WorldVistA, a not-for-profit organization that also promotes the use of an open-source version of VistA outside the VA, uses a “copy left” open-source software license. Copy left obliges its users to keep the code open, so any improvements to it become part of the communal stew pot of software, open for inspection and use by others.

Open-source advocate K. S. Bhaskar, of Malvern, Pa., a co-founder and former board member of WorldVistA, said the licensing issue impacts the vulnerability of software, even if its open source.

OpenSSL was released with a “permissive license,” Bhaskar said. That means a developer can take the source code from OpenSSL, incorporate it into a proprietary product and not disclose it, leaving the purchaser of that software ignorant of and vulnerable to Heartbleed or any other undisclosed bug.

“If they had used a strong copy left, they would have had to disclose it,” Bhaskar said. “Perfect software is not going to happen in our lifetimes, so the question is, how do you deal with the imperfections?”
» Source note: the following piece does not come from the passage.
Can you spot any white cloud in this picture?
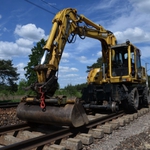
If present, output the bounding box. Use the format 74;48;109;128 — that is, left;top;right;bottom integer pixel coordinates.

Turning to another cyber security issue, McMillan expressed a sense of foreboding about what he sees as an unusually high number of cases of income tax return fraud this year targeting medical professionals.

“We've just had all this leakage of data that supports this tax fraud that's been nationwide,” McMillan said. Tax fraud stories are always common this time of year, but “You don't find a pattern against a certain type of individual. This year, it's been like open season on doctors and dentists. The question is, where did they get the data?”